清朝官场亦存陋习,官员之间形成送礼的潜规则,下级进贡上级的名目众多,最著名的是夏天防暑降温的“冰敬”、冬天驱寒取暖的“炭敬”。另外每逢佳节需要向上进贡“节敬”、此外还有上级办喜事的“祝敬”、年关时的“年敬”等等。这样的进贡呈上去的都是不小费用,而在这笔费用中又以京官要职最盛,他们往往掌握外官的晋升考核,故而深受地方官员追捧;京官中下层官员也要孝敬,孝敬的方式就是“印结”,即以京官的资格,为同乡外官出具保证书,保证捐官或捐监贡的同乡身家清白,清朝每一省设一印结局,由同乡里年高德劭的京官主持,两年一届,凡是加入印结局,为同乡出具印结的,每月皆可分得一次印结费,这个印结费皆出自地方官员。同级官吏之间为了扩展人脉,加强交流,亦产生诸多赠与潜规则,如同乡、同年、亲戚、门生、故吏、同窗等,不可胜数。为官花销之大,远远超过了俸禄的范围,这就造成了“廉吏难支”的局面。

清朝“高薪养廉”的失败,揭露人治的随意性终究不及法治稳定

清朝官场

  • 贪腐成风局面的形成

陋规陋习的养成既是贪腐形成的原因,又是贪腐成风的催化剂。

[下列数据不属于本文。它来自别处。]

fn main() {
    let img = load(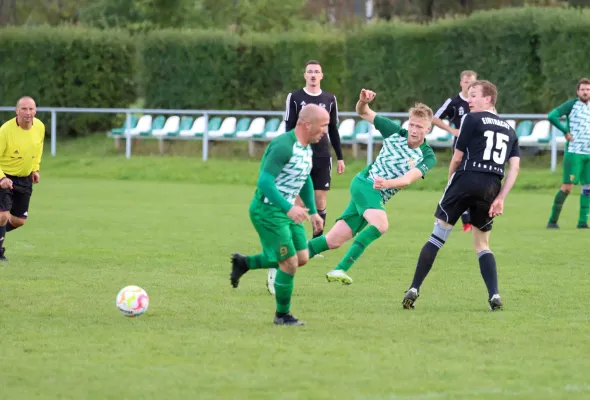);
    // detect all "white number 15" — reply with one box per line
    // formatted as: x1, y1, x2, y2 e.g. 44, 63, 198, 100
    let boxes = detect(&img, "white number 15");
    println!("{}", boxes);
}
483, 131, 510, 164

下级官员为了孝敬上级,不得不取之于更下一级,最终还是要取之于民。取之于民的手段就是加征火耗。这还要归功于明朝张居正的“一条鞭法”,即田赋、摇役以货币形式取代实物,统—缴纳白银。而从民众手里征收的银两皆是碎银,官府需要统一熔铸成大银锭方可入库,熔铸是有折耗的,于是州县之官于正额之外私自加征部分银子,以便缴纳入库,这就叫火耗。这种加征火耗在康熙时得到官方认可,但未成制,只是默许每两加收一、二钱的上限,但实操中加征多少全凭地方官自主,康熙后期“地丁一两加至四五钱、七八钱者”已然成风,各地加征超额部分就成为地方衙门以及官吏的经费,称为“耗羡”,而这取之于民的“耗羡”就被地方州县官员一层层输送到各级官吏手中。

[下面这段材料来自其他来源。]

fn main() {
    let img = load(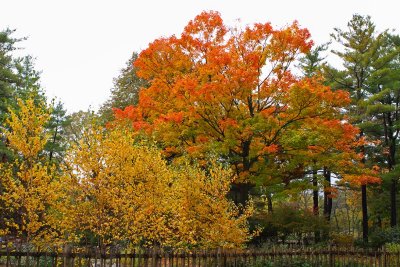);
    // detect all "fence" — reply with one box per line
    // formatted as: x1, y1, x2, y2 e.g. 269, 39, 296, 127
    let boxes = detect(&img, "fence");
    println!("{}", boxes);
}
0, 248, 400, 267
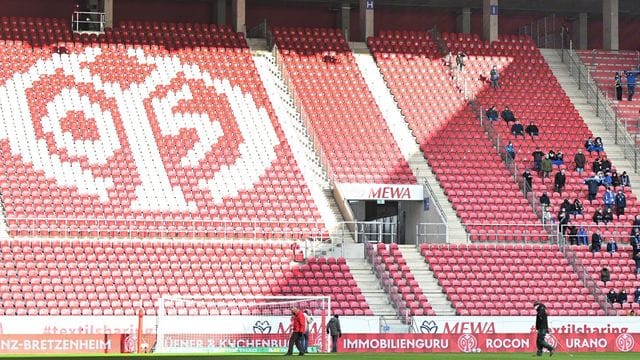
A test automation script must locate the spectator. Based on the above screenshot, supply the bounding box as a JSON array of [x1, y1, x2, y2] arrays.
[[542, 155, 553, 184], [624, 70, 638, 101], [600, 266, 611, 286], [573, 149, 587, 174], [598, 155, 612, 172], [607, 288, 618, 304], [584, 136, 604, 156], [524, 121, 540, 140], [486, 105, 498, 121], [502, 106, 516, 125], [611, 170, 620, 189], [531, 146, 544, 173], [522, 168, 533, 196], [602, 187, 616, 210], [615, 189, 627, 219], [613, 71, 622, 101], [456, 51, 467, 72], [593, 209, 604, 225], [584, 175, 600, 204], [540, 191, 551, 206], [551, 150, 564, 167], [620, 171, 631, 187], [489, 65, 500, 90], [554, 169, 567, 194], [571, 198, 584, 216], [327, 315, 342, 352], [591, 157, 602, 174], [602, 208, 613, 225], [578, 226, 589, 245], [511, 120, 524, 139], [618, 288, 628, 305], [504, 141, 516, 160]]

清朝“高薪养廉”的失败,揭露人治的随意性终究不及法治稳定

府库存银

“今人礼物,多用金钱,或取库银馈送,以致国帑亏空”——康熙

而作为地方督抚大员,挪用府库银钱就成为他们的“权宜之计”,地方州县官员所敬银钱不供所需时,除了开口追要,便是直接从府库提取。雍正初年曾做过统计,江苏省库银亏空881万余两,约江苏两年半的田赋收入,其他省份多则亏空300余万两,少则亏空100余万两,这些亏欠多由督抚造假为民欠。而时任直隶巡抚的田文镜调查之后言“半亏在官,半亏在役,而实在民欠者无几”。督抚所挪银钱除了孝敬上级官吏,还多用来缴纳“部费”,目的是讨好朝廷六部,以便施政畅通,除此之外,军队里武将大员吃空饷捞财;大型工程负责官员偷工减料中饱私囊,这种现象与康熙一朝的“宽政”不无关系。康熙虽为雄主,但言“夫官之清廉,只可论其大者,廉吏亦非一文不取”,也许是康熙的驭人之道就是宽容。他对官场盛行送礼之风的态度是“大不可必追究”,火耗问题于顺治年间管控甚严,到了康熙一朝便成了朝廷默许的潜规则,当有谏裁去两淮盐课陋规银时,康熙的回答是“此一款去不得,必深得罪于督抚,银数无多,何苦积害。”康熙的宽政是官员为所欲为的催化剂,吏治失去监督的土壤,贪腐之事便蔚然成风,致使民生不安,国库空虚。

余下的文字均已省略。